When and How to Contact Counsel—Practical Scripts and Channels
The first hours after an allegation are chaotic. You may feel panicked, confused, or angry. You may be tempted to call the accuser, to post on social media, or to explain your side of the story to investigators. Resist these impulses. Instead, follow the scripts and procedures outlined below to protect your rights and to contact qualified legal counsel as quickly as possible.
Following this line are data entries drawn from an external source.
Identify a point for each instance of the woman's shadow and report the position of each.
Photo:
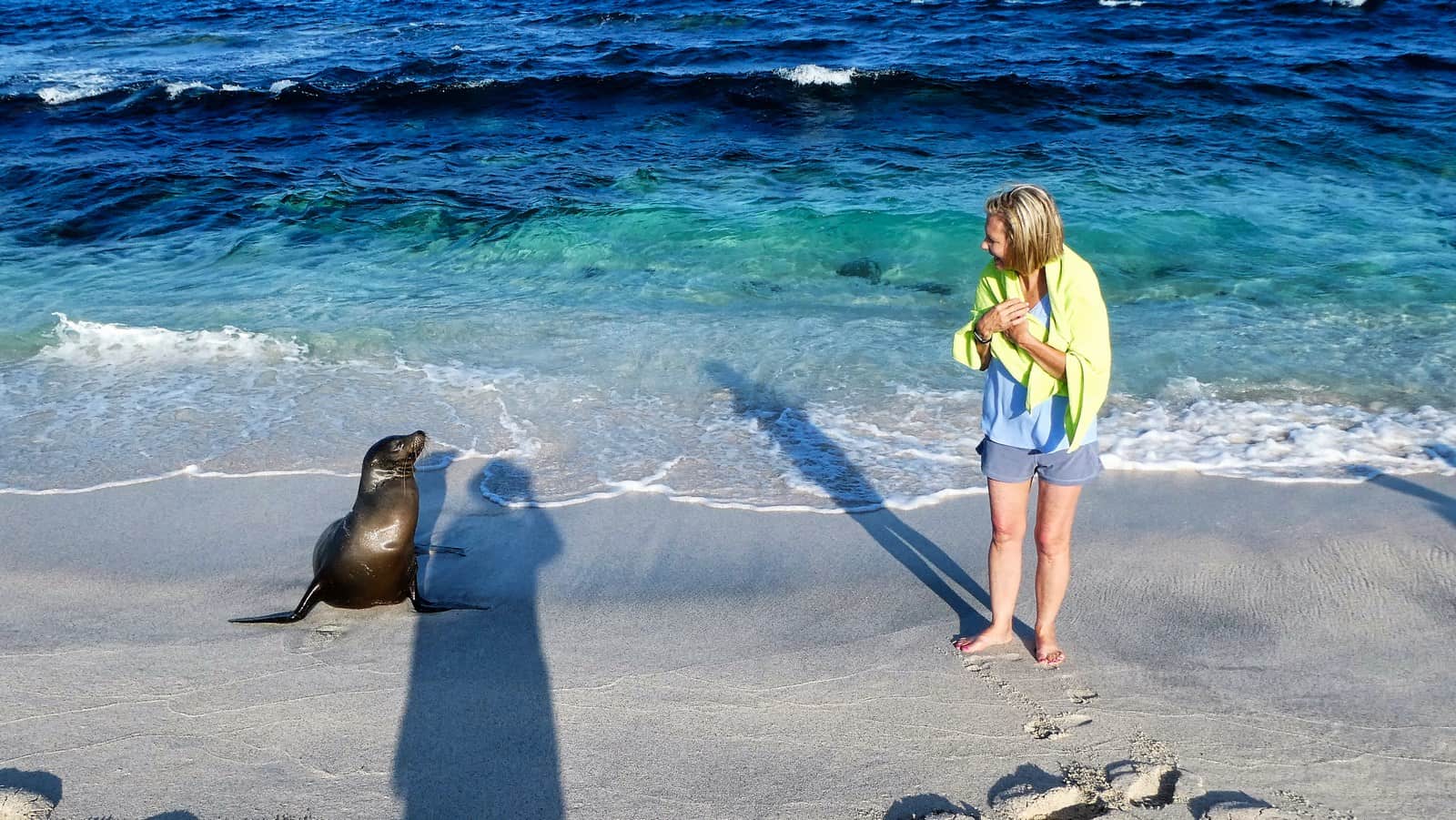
(823, 462)
(480, 735)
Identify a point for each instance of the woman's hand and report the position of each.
(1004, 318)
(1019, 332)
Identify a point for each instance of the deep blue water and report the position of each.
(688, 247)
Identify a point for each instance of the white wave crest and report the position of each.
(810, 75)
(73, 87)
(177, 89)
(87, 342)
(1279, 440)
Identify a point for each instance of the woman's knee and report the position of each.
(1008, 536)
(1053, 545)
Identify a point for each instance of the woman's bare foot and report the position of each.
(1048, 653)
(983, 641)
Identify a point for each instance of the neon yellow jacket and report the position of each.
(1077, 328)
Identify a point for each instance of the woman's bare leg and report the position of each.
(1004, 561)
(1056, 509)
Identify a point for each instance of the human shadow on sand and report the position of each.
(480, 735)
(1443, 504)
(819, 459)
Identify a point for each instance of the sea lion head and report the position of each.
(393, 456)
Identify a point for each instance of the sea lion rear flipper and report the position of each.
(419, 602)
(298, 612)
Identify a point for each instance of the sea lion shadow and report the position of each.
(485, 553)
(822, 461)
(480, 734)
(25, 794)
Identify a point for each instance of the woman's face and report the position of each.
(995, 242)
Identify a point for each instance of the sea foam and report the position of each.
(75, 86)
(82, 342)
(810, 75)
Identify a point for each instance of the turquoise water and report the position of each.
(679, 251)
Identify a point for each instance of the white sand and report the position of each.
(1285, 647)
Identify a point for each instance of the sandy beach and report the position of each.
(1278, 645)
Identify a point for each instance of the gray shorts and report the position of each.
(1014, 465)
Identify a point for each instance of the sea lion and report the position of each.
(368, 558)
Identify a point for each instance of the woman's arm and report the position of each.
(1047, 357)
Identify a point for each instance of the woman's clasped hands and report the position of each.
(1006, 318)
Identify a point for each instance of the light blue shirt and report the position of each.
(1005, 417)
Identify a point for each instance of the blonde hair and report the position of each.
(1034, 233)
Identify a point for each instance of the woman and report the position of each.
(1040, 332)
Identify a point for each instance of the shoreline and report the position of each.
(648, 659)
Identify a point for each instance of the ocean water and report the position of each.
(713, 251)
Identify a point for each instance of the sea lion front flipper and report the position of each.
(310, 597)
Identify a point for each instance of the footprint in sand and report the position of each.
(1145, 785)
(315, 640)
(1060, 803)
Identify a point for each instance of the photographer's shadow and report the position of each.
(823, 462)
(480, 735)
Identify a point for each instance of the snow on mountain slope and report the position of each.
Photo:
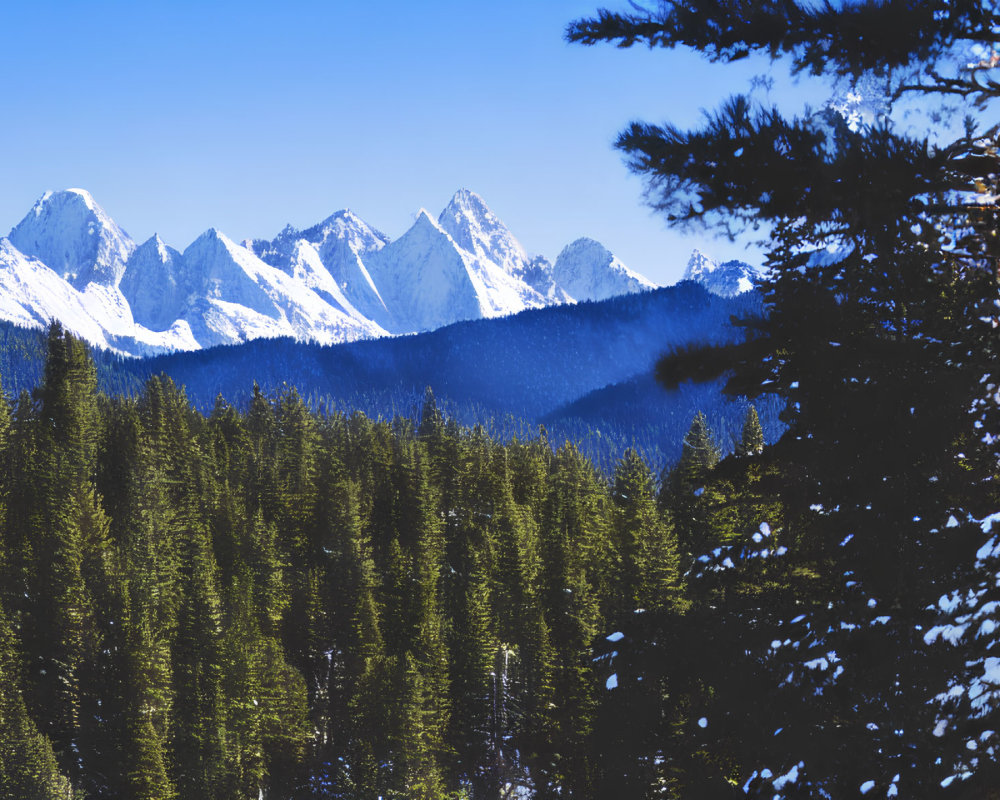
(426, 281)
(477, 230)
(32, 294)
(152, 284)
(74, 236)
(726, 280)
(538, 275)
(587, 270)
(237, 296)
(337, 281)
(328, 257)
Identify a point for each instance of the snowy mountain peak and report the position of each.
(699, 264)
(75, 237)
(338, 280)
(469, 203)
(587, 270)
(726, 280)
(154, 284)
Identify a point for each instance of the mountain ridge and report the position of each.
(339, 280)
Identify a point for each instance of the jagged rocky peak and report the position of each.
(75, 237)
(153, 284)
(726, 280)
(587, 270)
(475, 228)
(348, 227)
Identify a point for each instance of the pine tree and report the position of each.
(880, 349)
(28, 769)
(647, 546)
(687, 493)
(752, 438)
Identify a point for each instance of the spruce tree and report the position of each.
(752, 438)
(28, 769)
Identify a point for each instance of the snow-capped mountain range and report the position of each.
(338, 281)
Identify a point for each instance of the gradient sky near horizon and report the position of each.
(244, 116)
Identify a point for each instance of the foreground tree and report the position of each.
(881, 337)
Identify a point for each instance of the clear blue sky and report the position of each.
(179, 116)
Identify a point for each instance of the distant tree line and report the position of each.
(282, 602)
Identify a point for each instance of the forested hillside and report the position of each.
(584, 371)
(282, 603)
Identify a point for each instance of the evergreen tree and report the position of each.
(28, 769)
(687, 493)
(752, 438)
(647, 546)
(881, 305)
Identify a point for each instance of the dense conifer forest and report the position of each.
(271, 598)
(305, 605)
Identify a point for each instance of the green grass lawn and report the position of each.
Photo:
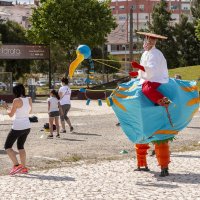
(187, 73)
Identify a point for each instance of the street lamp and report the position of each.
(124, 48)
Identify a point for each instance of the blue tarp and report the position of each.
(142, 121)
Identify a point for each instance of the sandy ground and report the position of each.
(95, 136)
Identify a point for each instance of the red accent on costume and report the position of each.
(141, 152)
(137, 66)
(133, 74)
(162, 154)
(149, 89)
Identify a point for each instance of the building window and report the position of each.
(121, 7)
(141, 7)
(133, 7)
(122, 17)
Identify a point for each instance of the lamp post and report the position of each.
(124, 47)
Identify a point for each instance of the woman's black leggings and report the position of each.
(19, 135)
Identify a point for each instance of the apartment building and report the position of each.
(118, 40)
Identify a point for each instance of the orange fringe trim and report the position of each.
(162, 154)
(141, 152)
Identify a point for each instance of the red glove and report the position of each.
(133, 74)
(137, 66)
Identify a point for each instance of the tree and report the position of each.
(195, 8)
(13, 33)
(198, 30)
(98, 67)
(160, 24)
(186, 43)
(71, 23)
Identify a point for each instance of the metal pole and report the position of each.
(49, 66)
(103, 66)
(131, 35)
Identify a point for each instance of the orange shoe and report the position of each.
(15, 169)
(24, 170)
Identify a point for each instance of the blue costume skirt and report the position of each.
(142, 121)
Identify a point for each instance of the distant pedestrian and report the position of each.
(53, 110)
(21, 107)
(65, 104)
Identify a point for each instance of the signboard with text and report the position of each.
(29, 52)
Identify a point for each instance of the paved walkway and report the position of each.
(108, 180)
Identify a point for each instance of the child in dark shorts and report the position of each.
(53, 110)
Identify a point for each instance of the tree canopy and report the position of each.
(198, 30)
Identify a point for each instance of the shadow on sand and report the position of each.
(46, 177)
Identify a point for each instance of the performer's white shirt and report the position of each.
(155, 66)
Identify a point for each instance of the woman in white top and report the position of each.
(65, 104)
(53, 110)
(21, 107)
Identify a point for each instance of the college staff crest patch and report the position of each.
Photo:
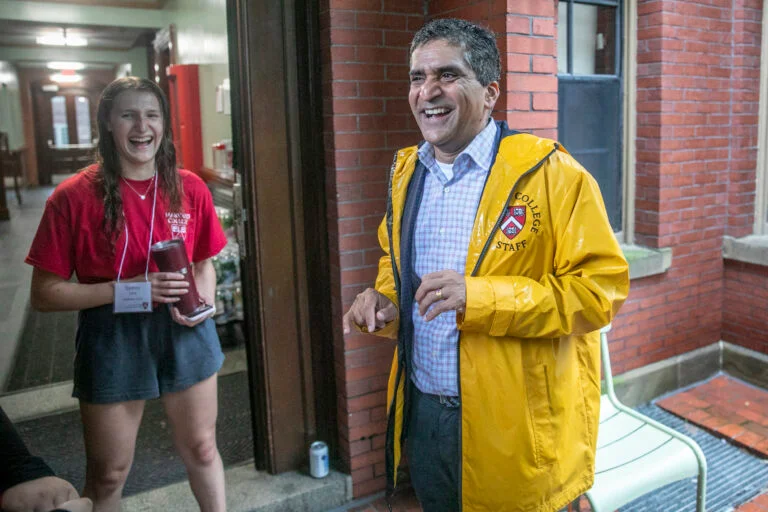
(513, 222)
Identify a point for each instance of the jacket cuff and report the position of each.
(480, 308)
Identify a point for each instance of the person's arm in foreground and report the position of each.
(27, 483)
(588, 286)
(375, 309)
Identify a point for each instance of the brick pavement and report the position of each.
(727, 407)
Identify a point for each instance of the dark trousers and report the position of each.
(432, 448)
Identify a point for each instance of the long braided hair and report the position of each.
(109, 159)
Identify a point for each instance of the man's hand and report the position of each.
(371, 310)
(42, 494)
(446, 289)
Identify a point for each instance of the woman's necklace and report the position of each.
(144, 195)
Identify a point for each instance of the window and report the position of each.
(59, 115)
(591, 96)
(83, 118)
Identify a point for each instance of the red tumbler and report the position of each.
(171, 256)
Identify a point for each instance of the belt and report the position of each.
(451, 402)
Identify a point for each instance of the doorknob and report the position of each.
(239, 217)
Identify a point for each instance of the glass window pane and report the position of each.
(59, 115)
(594, 40)
(562, 37)
(83, 115)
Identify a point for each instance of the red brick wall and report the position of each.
(745, 94)
(745, 321)
(746, 296)
(364, 46)
(697, 98)
(698, 70)
(683, 162)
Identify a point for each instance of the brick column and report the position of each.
(683, 159)
(746, 286)
(364, 47)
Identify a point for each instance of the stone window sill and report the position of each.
(644, 262)
(749, 249)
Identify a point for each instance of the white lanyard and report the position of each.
(149, 243)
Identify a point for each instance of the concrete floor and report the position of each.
(15, 239)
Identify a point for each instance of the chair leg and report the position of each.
(16, 188)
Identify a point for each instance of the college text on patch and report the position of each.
(514, 221)
(178, 223)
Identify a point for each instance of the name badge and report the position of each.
(133, 297)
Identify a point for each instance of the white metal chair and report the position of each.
(636, 454)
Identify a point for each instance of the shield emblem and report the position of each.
(513, 222)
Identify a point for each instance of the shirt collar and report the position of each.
(480, 150)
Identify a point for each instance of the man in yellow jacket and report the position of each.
(500, 268)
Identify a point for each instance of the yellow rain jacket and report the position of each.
(529, 354)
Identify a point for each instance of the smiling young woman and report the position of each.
(99, 224)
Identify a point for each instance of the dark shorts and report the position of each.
(139, 356)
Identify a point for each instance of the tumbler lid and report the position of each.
(166, 244)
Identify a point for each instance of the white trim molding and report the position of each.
(630, 119)
(761, 178)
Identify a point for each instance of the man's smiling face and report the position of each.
(450, 105)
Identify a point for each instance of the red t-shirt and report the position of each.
(71, 238)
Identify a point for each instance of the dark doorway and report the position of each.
(274, 70)
(65, 125)
(590, 93)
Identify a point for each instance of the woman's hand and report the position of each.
(181, 319)
(167, 287)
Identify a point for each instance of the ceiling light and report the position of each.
(66, 78)
(74, 66)
(61, 39)
(76, 41)
(52, 40)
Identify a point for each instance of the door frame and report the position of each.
(277, 137)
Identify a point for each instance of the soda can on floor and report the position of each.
(318, 459)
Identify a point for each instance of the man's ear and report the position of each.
(491, 94)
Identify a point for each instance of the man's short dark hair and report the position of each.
(478, 44)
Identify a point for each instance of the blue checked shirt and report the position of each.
(441, 240)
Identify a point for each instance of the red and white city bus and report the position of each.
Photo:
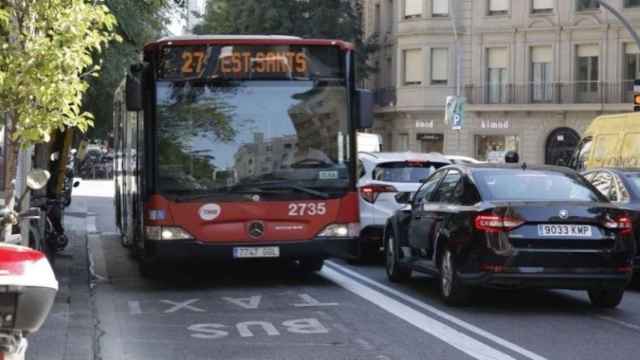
(239, 147)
What to Say If Stopped by NCIS, CID, or OSI
If an investigator approaches you—at your barracks, at your workplace, or in public—use the following script verbatim: “I am invoking my right to remain silent under Article 31(b) of the Uniform Code of Military Justice. I want to speak with a lawyer. I do not consent to any search of my person, my belongings, my vehicle, or my living quarters. I will not answer any questions without my attorney present. Am I free to leave?” Repeat this script as many times as necessary. Do not engage in small talk. Do not answer “just one question.” Do not sign anything. If the investigator persists, remain calm and repeat the script. If the investigator detains you or places you under apprehension, comply physically but continue to assert your rights verbally.
“I Want a Lawyer. I Do Not Consent to Any Search.”
This sentence is your shield. Memorize it. Practice it. Use it. Investigators are trained to make you believe that asserting your rights is a sign of guilt or that cooperation will make things easier. They are wrong. Asserting your rights is the single most effective way to protect yourself, and silence cannot be used as evidence of guilt.
“I Will Not Answer Questions Without My Attorney Present.”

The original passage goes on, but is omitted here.